Nesse sentido, e sem ter procuração para 'defender' o Daniel, acho que fizeste bem em não intervir 'a quente' pois de intervenções impulsivas e pouco cordiais tem estado o nosso blogue recheado.
Assim, as tuas informações e esclarecimentos adoptam um tom construtivo e não o de 'correcção de cátedra' que às vezes aparecem e concerteza que o Daniel não deixará de ter em conta em futura 'afinação' do seu relato dos 'Dias de Guidage' ou até para possível publicação.

Aproveito para revelar que as minhas memórias de Bissau, em 1971 e 1972, incluem a admiração por aquele incontável número de estudantes que aproveitavam a luz dos candeeiros da iluminação pública à volta do Palácio do Governador e arredores para estudarem.
Lembro-me de algumas vezes espicaçar os meus acompanhantes de ocasião e lhes indicar que o exemplo dado por aqueles 'nharros' era o que devia ser seguido por eles, 'tugas', se quisessem progredir na vida e que ao mesmo tempo aquilo também indicava como se forjavam os 'quadros' dos guerrilheiros, na superação das dificuldades e aproveitando o que lhes era oferecido.
Quase que acertava!

Um abraço
Hélder S.

Tabanca Grande Luís Graça disse...

Leiam-se os postes do Mário Dias sobre o desenvolvimento e crescimento de Bissau nos anos 50, disponíveis na I Série do nosso blogue:


15 Março 2006
Guiné 63/74 - DCXXX: Memórias do antigamente (Mário Dias) (3): O progresso chega a Bissau

http://blogueforanada.blogspot.com/2006/03/guin-6374-dcxxx-memrias-do-antigamente.html

Um Alfa Bravo para o Mário. Luís

MANUELMAIA disse...

CARO MÁRIO DIAS,

A TUA REPOSIÇÃO DA VERDADE FOI OPORTUNA ATÉ PARA SE CONSTATAR QUE MUITAS DAS FRASES FEITAS SOBRE A GUINÉ E A SUA VIVÊNCIA "NÃO SÃO ASSIM TÃO RIGOROSAS"...
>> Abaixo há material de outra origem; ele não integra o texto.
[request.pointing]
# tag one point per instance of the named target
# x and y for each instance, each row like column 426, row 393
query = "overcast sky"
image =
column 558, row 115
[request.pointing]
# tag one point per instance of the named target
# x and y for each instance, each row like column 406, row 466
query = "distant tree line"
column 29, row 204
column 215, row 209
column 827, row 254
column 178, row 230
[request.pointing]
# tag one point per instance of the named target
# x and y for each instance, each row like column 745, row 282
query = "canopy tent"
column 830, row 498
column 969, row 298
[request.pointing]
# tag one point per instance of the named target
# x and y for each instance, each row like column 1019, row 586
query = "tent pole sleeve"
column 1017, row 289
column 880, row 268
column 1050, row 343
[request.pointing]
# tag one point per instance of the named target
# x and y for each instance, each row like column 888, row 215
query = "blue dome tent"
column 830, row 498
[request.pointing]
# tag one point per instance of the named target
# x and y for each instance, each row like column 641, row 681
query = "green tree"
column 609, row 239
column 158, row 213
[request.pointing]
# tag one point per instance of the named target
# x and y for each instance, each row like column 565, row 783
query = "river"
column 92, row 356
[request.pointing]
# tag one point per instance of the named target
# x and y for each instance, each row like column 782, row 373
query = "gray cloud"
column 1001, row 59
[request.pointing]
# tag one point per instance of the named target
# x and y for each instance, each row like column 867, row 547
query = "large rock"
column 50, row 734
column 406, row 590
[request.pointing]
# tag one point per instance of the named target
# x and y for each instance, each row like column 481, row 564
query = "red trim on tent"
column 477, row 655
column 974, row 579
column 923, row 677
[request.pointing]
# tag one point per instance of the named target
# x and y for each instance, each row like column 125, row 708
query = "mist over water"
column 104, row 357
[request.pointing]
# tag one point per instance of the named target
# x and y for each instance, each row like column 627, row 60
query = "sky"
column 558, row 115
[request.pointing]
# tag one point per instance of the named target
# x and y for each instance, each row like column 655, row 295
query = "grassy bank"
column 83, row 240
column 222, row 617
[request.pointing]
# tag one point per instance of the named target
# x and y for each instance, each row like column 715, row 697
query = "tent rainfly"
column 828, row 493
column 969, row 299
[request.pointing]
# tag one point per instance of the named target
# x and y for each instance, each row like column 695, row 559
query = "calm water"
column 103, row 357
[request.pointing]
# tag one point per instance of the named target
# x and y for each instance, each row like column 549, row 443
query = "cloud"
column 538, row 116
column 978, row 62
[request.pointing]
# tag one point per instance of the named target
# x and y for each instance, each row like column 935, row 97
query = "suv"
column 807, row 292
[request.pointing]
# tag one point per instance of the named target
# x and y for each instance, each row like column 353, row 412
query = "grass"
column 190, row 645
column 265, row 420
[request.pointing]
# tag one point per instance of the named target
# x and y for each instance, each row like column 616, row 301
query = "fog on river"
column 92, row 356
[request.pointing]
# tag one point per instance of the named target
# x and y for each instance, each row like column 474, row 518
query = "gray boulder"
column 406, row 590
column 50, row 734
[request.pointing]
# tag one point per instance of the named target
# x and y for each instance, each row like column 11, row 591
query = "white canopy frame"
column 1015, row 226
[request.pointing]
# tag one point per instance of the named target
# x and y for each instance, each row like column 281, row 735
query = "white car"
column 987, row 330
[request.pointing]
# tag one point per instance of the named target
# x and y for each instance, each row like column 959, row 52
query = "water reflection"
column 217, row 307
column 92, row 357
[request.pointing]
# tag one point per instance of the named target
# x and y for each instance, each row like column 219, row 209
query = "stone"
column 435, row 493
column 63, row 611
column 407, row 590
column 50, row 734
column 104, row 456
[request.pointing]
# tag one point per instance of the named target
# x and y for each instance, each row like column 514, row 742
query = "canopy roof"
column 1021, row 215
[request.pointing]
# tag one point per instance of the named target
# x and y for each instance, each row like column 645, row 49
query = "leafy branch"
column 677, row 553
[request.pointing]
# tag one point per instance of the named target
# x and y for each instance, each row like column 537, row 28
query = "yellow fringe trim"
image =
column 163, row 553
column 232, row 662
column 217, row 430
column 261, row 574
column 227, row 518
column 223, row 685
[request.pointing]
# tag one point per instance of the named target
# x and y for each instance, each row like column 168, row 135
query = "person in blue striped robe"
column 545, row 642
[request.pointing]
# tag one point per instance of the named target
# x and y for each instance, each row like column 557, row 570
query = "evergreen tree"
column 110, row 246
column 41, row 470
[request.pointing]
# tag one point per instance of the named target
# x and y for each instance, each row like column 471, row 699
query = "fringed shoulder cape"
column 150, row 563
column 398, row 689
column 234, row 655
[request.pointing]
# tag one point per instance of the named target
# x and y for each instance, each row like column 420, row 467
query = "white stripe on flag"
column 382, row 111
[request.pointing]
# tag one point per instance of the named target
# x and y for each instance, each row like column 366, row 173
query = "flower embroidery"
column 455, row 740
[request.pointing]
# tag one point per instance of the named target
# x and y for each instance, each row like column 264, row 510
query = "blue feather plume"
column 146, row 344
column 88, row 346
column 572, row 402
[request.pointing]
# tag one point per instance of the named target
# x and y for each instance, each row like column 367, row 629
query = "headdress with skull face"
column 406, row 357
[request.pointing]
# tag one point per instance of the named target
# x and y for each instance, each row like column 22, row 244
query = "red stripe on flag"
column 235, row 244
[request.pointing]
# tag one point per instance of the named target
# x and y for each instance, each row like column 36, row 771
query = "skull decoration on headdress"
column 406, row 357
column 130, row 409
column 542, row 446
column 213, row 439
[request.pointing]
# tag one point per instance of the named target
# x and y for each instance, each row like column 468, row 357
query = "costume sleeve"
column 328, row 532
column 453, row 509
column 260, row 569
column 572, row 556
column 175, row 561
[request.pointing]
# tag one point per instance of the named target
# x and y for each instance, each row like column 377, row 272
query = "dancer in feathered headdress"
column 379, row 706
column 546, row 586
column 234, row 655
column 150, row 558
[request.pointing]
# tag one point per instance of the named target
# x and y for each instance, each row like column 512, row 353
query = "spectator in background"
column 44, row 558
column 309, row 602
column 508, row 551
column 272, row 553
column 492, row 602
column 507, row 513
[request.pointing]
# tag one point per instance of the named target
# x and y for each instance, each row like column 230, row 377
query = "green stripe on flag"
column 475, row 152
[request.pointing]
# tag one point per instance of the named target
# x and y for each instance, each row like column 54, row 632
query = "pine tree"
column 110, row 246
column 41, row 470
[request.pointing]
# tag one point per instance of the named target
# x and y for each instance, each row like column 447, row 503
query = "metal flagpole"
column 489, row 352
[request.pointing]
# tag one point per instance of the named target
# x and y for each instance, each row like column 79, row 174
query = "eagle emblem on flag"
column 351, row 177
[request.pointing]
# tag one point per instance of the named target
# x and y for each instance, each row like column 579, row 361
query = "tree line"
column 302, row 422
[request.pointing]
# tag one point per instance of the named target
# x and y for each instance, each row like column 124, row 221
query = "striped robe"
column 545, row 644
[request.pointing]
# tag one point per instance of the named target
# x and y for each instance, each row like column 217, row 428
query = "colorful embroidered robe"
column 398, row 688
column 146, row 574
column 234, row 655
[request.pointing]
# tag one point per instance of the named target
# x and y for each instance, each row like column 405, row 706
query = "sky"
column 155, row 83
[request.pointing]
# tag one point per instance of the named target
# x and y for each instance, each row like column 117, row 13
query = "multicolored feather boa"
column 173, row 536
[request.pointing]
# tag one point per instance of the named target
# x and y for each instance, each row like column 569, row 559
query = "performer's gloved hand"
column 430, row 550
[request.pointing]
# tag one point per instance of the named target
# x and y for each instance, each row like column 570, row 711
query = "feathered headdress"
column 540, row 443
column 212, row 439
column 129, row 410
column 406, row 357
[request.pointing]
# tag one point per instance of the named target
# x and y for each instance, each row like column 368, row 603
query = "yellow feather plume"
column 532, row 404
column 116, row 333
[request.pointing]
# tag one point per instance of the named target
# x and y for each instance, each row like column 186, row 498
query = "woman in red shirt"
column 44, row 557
OBRIGADO PELA INFORMAÇÃO SUSTENTADA POR UM CONHECIMENTO PROFUNDO DA GUINE.

JÁ AGORA APROVEITO PARA TE SOLICITAR, POIS FUI INFORMADO DE QUE TENS DADOS RIGOROSOS SOBRE A QUESTÃO,SE ME PODES EXPLICAR DE FORMA SUSTENTADA COMO É TEU TIMBRE,OS PREÂMBULOS DA GUERRA, FUNDAMENTALMENTE SOBRE A QUESTÃO DO CAIS DE PIDJIBITI(NÃO SEI SE ESTA GRAFIA É A CORRECTA...)PARA SERVIR DE MATERIAL DE APOIO A UM TRABALHO A QUE ME PROPUZ FAZER.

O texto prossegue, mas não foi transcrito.